Dünya, Kırılmalar Silsilesinde Yeni Boyutu Yaşadı
Yakın siyasi tarih, dünya toplumları ve devletleri açısından birkaç büyük kırılmaya sahne oldu. Bunlardan ilki, imparatorlukların dağılıp yerlerini birer birer modern ulus-devlet yapılarına bıraktıkları dönemdi. Yani içeride -olabildiğince- homojen bir uluslaşma süreci, dışarıda da bu ulusların yapılaştığı devletlerin uluslararası siyasetin merkezi birimi olarak öne çıkması olarak tanımlanabilecek 19. yüzyıl sonu dünya siyasası. Fransız devriminin ideolojik ve fikri etkisi altında geçen on yıllar da denebilir. Bu ise şaşırtıcı olmayan şekilde büyük yapısal kırılma ve dönüşümlerin işaret fişeğiydi. Ekonomi politik ve sosyolojik devinimlerin neden olduğu iki dünya savaşı, bu zemin üzerinden yükseldi.
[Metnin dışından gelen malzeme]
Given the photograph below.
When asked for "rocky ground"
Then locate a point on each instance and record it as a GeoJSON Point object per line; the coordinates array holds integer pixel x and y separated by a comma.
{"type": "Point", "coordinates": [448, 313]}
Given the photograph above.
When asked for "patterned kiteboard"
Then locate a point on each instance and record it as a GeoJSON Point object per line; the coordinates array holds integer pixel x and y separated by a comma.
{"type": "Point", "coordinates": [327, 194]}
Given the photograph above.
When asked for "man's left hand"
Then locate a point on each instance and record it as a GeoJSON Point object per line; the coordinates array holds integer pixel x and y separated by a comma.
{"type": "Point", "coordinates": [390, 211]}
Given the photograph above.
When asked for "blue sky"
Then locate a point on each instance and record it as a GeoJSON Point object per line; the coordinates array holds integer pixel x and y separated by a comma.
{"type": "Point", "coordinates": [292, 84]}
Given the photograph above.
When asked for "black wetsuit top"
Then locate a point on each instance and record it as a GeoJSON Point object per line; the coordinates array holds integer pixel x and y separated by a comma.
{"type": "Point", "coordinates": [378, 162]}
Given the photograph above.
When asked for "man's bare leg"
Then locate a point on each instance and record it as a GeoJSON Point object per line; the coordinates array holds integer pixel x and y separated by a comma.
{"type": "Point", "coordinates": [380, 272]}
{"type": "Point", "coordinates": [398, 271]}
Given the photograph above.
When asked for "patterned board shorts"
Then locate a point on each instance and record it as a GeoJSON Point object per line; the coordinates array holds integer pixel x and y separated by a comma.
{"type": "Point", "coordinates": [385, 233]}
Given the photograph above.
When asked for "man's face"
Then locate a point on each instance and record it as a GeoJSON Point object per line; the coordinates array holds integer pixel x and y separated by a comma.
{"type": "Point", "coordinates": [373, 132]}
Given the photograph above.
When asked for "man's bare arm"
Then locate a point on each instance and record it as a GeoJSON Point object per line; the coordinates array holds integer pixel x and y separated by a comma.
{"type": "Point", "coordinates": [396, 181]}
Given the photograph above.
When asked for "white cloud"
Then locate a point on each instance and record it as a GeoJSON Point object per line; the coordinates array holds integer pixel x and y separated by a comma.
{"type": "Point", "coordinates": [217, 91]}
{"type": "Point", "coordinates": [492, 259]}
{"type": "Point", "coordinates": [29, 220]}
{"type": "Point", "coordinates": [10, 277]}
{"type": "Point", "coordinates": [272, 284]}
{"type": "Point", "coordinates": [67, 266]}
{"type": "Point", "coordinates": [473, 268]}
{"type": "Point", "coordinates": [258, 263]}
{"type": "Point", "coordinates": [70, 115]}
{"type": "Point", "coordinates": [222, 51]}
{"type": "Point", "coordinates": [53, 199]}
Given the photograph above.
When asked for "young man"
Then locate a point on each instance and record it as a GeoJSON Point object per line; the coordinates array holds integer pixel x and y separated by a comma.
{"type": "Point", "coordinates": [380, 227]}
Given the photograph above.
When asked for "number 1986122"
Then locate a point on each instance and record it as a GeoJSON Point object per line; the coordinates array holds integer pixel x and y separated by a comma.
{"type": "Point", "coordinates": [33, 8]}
İkinci önemli kırılma, tarihin bize hep öğretmiş olduğu gibi fiili yeni durumların galipler tarafından yazılarak, dünyadaki yeni siyasi, iktisadi ve toplumsal mimarinin kendisi üzerinden yükseldiği Soğuk Savaş siyasasına geçişimizdi. Burada arasına kalın hatlar çekilen sadece devletler arası siyasi-askeri-iktisadi ilişkiler üzerinden yükselen bloklar değil, belki daha çok fikri, entelektüel, kimliksel ve nihayet toplumsal geçişkenliklerdi. Soğuk Savaş siyasası esasen en çok buydu. Tahayyülleri bu doğrultuda şekillendirerek, çok daha temele inen, etkileri uzun vadeli süregelen “düalist düşünme metodolojisi” oluşturup, birçok insanın zihin haritasına büyük hasar bırakarak gitti Soğuk Savaş.
Üçüncü büyük kırılma, bireylerin, toplumların ve devletlerin hem kendi içlerinde hem de birbirleriyle yeni bir düşünme ilişkisine girecekleri ortamın kapılarını açacağı öngörülen Soğuk Savaş sonrası dönemdi. Burada yeni fikri ve entelektüel zeminler açılacak, küreselleşmenin meyvelerini dünya ulusları artan geçişkenlikler dolayısıyla çok taraflı kazanıma dönüştürecek, Kant’ın o hep hayalini kurduğu daimi barış artık gelecek, geçmişin bütün kötü tortularından kurtularak, devletler ve toplumlar kendilerine yepyeni hikayeler yazabilecekti. Batı dünyası kendi içerisinde bu zemine yaklaşan pek çok emareye sahne oldu belki bu dönemde; fakat dünyanın farklı eksenleri için ortaya çıkan manzara, Soğuk Savaş galiplerinin tasarımını yaptığı ve yeni karşıtlıklar üzerinden yükselen bir neohegemonik düzendi. Nitekim bunun somut haller alarak, karşımıza çıkması çok da zaman almadı. Önce Bosna, ardından Cezayir, Filistin, Kosova ve nihayet 11 Eylül ile küresel sıkıyönetim düzeninin gelişini hep birlikte yaşadık. Ve ardından 2010’da bir silsile halinde başlayarak domino etkisi meydana getiren Arap Ayaklanmaları ile bu sürecin de yeni bir safhasına geçmiş olduk. Fakat Batı dünyası ya da Soğuk Savaş sonrası ilk dönem yeni yeni yapılan isimlendirme ile Transatlantik hat, bu fotoğrafın hep daha konsolide, daha istikrarlı ve iç geçişkenliği daha yüksek tarafını resmediyordu.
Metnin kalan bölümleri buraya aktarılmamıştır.